Mayors of New Brunswick's major municipalities met with Jill Green, centre, the province's minister responsible for housing on Wednesday in Fredericton.

Mayors of New Brunswick's major municipalities met with Jill Green, centre, the province's minister responsible for housing, on Wednesday in Fredericton. (Jill Green/Facebook)

The pledge by Green is a welcome one for Moncton Coun. Charles Léger.

Léger introduced a motion last year calling for Moncton to implement rules for short-term rentals focused on safety and inspections in the aftermath of a deadly fire at an Airbnb in Montreal.
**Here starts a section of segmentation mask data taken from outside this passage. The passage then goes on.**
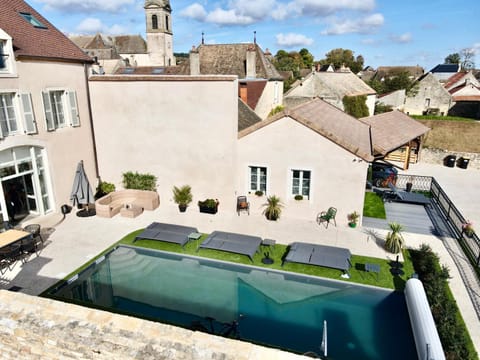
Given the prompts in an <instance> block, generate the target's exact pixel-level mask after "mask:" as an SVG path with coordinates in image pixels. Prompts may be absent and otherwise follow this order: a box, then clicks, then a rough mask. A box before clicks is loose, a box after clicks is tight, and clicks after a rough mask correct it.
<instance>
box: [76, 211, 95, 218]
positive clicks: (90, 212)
mask: <svg viewBox="0 0 480 360" xmlns="http://www.w3.org/2000/svg"><path fill="white" fill-rule="evenodd" d="M96 214H97V212H96V211H95V209H82V210H80V211H77V216H78V217H89V216H95V215H96Z"/></svg>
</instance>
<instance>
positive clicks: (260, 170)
mask: <svg viewBox="0 0 480 360" xmlns="http://www.w3.org/2000/svg"><path fill="white" fill-rule="evenodd" d="M261 169H265V188H264V189H262V186H261V185H262V183H261V176H262V174H261ZM253 171H255V172H256V174H255V175H256V177H257V181H256V184H255V187H256V189H254V188H253V187H252V176H253V175H254V174H253ZM258 190H260V191H263V194H264V195H266V194H267V190H268V167H266V166H261V165H249V166H248V191H249V192H251V193H255V191H258Z"/></svg>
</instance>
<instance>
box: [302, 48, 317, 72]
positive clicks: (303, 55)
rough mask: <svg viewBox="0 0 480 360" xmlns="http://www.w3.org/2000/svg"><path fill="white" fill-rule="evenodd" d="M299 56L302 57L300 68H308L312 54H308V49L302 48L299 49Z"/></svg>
mask: <svg viewBox="0 0 480 360" xmlns="http://www.w3.org/2000/svg"><path fill="white" fill-rule="evenodd" d="M299 54H300V56H301V57H302V68H303V69H310V68H311V67H312V65H313V60H314V58H313V55H312V54H310V51H308V50H307V49H305V48H303V49H301V50H300V51H299Z"/></svg>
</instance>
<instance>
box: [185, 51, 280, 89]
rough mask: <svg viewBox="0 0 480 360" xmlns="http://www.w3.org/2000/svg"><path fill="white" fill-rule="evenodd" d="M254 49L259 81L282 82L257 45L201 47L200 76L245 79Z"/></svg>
mask: <svg viewBox="0 0 480 360" xmlns="http://www.w3.org/2000/svg"><path fill="white" fill-rule="evenodd" d="M251 47H254V49H255V52H256V73H257V76H256V78H257V79H267V80H280V81H283V77H282V76H281V75H280V74H279V72H278V71H277V69H275V67H274V66H273V64H272V63H271V62H270V60H268V59H267V57H266V56H265V54H264V53H263V51H262V50H261V49H260V47H259V46H258V45H257V44H251V43H250V44H217V45H205V44H202V45H200V46H199V47H198V48H197V49H196V51H198V53H199V58H200V74H203V75H237V76H238V78H239V79H245V78H246V76H247V74H246V69H245V67H246V66H245V62H246V59H247V50H248V49H249V48H251ZM187 63H188V68H187V69H188V70H187V71H188V73H184V75H187V74H189V73H190V67H189V64H190V61H187Z"/></svg>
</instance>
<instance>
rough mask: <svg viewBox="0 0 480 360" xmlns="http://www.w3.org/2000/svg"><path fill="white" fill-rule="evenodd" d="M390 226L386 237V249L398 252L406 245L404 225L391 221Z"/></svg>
mask: <svg viewBox="0 0 480 360" xmlns="http://www.w3.org/2000/svg"><path fill="white" fill-rule="evenodd" d="M388 226H389V227H390V232H389V233H388V234H387V237H386V239H385V249H387V250H388V251H390V252H391V253H393V254H398V253H399V252H400V251H402V249H403V247H404V246H405V240H404V239H403V236H402V231H403V226H402V225H400V224H398V223H396V222H392V223H389V224H388Z"/></svg>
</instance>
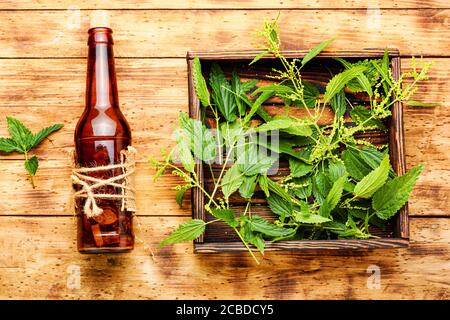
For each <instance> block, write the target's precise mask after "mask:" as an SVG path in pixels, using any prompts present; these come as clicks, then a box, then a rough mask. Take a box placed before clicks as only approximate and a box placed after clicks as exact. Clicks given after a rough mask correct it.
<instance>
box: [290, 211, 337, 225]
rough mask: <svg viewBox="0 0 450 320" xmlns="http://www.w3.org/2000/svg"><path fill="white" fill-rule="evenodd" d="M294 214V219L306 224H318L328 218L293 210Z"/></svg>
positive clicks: (320, 215) (325, 219)
mask: <svg viewBox="0 0 450 320" xmlns="http://www.w3.org/2000/svg"><path fill="white" fill-rule="evenodd" d="M294 214H295V220H296V221H298V222H300V223H307V224H319V223H325V222H329V221H330V219H328V218H325V217H322V216H321V215H318V214H305V213H303V212H299V211H294Z"/></svg>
Council has yet to vote on that motion. City staff have repeatedly recommended delaying a decision while waiting to see what the province does. The issue returned to Moncton council Monday with the same wait-and-see recommendation.

Léger initially moved to instead have staff start drafting rules, but after about 30 minutes of discussion council again opted to wait for the province.

"We need to move forward with something," Arnold said Friday. "But for us to come up with a just Moncton approach doesn't make sense."

Most listings offer entire home or apartment

Municipal staff told councillors there were 691 short-term rental listings in the city as of January, most through Airbnb. Of the total, 538 were to rent an entire home, while 153 were private rooms within a dwelling.

Léger said other provinces or cities have enacted regulations on short-term rentals, so there are approaches the province could adopt.

"I think it can be relatively a quickly enacted if the willingness in there, and I'm hoping that that's what we'll see," Léger said.